В бригаде шумок поднялся. Когда вышла из лазарета, к ней подошло человек десять «мужичек», сказали, что сами поберегут ее.
— А-а! — безнадежно отмахнулась.
Потом узнала, что даже и здесь справедливость есть.
Перешли к ней две каменщицы из другой бригады. В конторе с них за харчи вычли и в старой бригаде, и в Надькиной. Надька пошла с ними в контору, разобраться хотели, но в конторе с ними даже и разговаривать не стали. Начальнику сказала, встретив его на участке:
— А мои бабы за двоих едят.
— Как это?
Рассказала.
— Идем в контору.
В конторе он сам проверил ведомости — с каменщиц по тридцать два рубля было удержано незаконно. Ух, как он на конторских!
— Что мы вас тут держим, за красивые глаза? Платим вам двойную зарплату за что?
«Работяга.
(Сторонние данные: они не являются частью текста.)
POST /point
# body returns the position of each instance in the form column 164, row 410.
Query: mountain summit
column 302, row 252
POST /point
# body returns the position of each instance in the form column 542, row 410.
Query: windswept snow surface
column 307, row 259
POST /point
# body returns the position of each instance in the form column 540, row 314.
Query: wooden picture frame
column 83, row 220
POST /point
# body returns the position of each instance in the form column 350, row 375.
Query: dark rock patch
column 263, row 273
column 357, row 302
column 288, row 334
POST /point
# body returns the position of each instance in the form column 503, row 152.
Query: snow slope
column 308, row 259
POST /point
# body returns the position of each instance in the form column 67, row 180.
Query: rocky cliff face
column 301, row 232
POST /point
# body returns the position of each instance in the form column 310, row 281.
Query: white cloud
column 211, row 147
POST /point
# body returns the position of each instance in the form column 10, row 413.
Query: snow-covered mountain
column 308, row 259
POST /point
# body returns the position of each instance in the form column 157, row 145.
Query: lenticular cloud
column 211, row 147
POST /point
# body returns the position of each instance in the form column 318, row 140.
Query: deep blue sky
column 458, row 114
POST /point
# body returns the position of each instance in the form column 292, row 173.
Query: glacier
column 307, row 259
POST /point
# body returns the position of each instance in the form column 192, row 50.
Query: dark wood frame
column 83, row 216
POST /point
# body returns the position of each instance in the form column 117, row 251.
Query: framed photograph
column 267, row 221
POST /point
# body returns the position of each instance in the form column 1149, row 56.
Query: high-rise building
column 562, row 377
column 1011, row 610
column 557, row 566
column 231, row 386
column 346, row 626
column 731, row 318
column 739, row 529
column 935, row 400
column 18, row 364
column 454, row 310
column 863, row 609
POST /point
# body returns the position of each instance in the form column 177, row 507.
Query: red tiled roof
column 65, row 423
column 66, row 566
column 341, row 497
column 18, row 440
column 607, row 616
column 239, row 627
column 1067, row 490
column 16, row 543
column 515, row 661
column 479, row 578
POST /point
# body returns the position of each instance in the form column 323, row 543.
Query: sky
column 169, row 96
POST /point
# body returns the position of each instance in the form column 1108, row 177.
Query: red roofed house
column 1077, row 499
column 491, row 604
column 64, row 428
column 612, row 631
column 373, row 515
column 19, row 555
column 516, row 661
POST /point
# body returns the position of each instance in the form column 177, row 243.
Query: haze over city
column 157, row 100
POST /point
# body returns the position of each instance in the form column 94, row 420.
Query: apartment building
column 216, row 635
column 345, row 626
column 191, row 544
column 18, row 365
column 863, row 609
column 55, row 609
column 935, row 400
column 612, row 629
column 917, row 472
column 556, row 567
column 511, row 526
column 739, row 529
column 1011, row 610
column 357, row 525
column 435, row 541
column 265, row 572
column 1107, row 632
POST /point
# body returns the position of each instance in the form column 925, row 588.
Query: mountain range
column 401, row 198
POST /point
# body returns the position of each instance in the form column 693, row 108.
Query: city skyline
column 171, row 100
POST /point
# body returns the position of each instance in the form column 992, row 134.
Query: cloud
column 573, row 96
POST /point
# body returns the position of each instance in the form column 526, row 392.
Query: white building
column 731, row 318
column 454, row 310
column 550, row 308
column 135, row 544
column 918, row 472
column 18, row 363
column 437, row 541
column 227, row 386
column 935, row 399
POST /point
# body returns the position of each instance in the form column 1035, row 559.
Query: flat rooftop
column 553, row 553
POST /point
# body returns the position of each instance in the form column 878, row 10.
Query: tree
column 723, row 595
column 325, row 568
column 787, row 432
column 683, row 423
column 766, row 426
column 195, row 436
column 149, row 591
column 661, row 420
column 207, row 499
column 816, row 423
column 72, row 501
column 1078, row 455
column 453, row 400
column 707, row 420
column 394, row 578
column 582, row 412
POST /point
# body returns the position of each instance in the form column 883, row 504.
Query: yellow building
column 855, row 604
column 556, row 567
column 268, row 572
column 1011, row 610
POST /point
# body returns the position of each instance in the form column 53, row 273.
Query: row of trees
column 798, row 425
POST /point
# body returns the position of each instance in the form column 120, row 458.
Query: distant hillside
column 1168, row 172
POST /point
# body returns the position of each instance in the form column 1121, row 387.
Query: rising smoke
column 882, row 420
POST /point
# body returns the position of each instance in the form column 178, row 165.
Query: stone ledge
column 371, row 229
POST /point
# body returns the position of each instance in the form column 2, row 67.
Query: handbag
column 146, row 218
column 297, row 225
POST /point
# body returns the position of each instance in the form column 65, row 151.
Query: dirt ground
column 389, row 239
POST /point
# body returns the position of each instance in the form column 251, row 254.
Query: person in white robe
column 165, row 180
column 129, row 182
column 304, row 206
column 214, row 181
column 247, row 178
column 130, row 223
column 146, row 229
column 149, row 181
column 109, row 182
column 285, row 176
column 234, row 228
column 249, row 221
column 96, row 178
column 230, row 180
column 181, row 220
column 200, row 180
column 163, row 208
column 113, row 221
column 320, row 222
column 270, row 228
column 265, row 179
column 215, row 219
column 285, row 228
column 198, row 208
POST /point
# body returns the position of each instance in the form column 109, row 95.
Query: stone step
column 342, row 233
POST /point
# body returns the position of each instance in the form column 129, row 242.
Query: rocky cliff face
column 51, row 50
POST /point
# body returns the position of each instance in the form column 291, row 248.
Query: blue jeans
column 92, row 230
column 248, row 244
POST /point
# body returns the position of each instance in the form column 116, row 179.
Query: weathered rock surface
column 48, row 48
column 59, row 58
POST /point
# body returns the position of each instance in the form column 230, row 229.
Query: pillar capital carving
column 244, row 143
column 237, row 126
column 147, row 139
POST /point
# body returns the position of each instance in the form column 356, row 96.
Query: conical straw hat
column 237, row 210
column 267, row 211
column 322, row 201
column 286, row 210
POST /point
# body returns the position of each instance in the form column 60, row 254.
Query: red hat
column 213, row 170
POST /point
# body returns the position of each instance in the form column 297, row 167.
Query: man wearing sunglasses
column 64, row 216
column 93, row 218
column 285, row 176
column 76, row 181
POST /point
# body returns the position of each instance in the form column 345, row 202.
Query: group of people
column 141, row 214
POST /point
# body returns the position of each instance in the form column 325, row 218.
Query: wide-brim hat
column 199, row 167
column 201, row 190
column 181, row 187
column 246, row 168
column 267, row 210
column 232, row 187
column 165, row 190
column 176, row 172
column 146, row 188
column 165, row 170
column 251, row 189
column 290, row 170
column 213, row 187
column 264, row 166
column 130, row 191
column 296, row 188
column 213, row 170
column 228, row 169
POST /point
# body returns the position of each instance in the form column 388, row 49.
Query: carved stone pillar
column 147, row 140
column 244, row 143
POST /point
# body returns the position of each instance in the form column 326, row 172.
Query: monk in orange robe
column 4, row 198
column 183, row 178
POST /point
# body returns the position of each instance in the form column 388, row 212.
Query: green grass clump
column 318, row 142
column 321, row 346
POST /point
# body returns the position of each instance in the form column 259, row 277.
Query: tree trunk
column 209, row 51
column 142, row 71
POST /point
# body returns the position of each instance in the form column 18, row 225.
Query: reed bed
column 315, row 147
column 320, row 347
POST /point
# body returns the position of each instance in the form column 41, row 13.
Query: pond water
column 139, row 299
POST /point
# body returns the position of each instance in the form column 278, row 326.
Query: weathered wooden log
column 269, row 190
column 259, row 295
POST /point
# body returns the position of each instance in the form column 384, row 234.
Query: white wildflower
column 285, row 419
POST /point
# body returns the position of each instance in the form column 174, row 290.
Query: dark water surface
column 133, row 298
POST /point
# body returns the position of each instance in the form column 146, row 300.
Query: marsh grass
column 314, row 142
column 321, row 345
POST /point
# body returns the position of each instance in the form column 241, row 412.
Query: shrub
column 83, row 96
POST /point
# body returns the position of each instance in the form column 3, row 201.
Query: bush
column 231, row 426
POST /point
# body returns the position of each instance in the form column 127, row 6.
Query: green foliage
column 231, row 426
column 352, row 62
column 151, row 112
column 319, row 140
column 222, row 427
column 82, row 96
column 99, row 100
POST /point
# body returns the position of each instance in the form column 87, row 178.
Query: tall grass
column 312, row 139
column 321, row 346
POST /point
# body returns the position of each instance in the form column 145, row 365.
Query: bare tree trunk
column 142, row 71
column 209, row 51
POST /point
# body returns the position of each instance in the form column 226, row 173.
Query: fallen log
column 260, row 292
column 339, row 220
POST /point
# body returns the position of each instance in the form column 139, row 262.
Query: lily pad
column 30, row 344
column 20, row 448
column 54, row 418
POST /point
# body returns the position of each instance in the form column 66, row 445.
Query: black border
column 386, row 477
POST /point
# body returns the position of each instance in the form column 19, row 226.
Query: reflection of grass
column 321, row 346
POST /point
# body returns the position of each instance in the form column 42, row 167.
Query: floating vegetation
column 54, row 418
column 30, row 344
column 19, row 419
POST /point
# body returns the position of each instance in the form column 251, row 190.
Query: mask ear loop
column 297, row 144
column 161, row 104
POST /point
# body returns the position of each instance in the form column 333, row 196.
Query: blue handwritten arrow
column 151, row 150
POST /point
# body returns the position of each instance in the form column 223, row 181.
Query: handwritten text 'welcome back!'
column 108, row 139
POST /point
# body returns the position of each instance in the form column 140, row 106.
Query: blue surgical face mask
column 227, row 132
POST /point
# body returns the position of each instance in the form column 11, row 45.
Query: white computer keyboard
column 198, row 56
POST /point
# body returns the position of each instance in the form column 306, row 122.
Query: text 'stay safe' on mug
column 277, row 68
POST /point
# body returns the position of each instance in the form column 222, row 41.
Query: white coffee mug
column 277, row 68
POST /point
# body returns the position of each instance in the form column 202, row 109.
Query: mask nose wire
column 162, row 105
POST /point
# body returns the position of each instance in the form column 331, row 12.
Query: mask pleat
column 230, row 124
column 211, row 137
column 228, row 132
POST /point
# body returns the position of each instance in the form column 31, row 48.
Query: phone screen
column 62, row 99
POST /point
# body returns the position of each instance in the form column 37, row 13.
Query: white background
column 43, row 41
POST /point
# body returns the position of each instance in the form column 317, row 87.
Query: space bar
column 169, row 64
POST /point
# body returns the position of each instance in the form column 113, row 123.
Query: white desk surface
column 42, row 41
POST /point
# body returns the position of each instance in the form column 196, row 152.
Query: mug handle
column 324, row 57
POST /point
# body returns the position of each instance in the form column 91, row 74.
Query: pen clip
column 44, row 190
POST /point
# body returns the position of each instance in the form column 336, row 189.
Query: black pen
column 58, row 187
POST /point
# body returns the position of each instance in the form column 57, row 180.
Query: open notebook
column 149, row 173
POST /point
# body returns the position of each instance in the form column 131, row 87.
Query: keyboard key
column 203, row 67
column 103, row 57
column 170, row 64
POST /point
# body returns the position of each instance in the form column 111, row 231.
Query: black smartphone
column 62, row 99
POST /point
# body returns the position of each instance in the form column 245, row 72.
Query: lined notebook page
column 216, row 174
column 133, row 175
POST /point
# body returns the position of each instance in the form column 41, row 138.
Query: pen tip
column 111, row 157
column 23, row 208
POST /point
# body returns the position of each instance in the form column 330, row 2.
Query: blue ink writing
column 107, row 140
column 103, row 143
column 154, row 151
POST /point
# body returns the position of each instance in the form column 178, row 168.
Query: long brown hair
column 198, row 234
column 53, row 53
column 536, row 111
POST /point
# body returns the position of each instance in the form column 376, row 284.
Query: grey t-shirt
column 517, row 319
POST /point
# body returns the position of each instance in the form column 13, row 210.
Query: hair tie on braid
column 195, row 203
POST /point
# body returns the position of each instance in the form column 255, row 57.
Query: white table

На нашего брата рабочего похож, — думала она, наблюдая за начальником колонии, — самый что ни на есть работяга».
По ночам особенно ярко стояла одна картина.
«Бегун» пришел из Оссоры, уткнулся носом в берег на ночевку. Ребята, было воскресенье, всей ватагой направились к дяде Саше. Валентин шел позади всех и подмигнул, увидев ее в окне.
— Осман, собирайся, — сказала она, придя домой.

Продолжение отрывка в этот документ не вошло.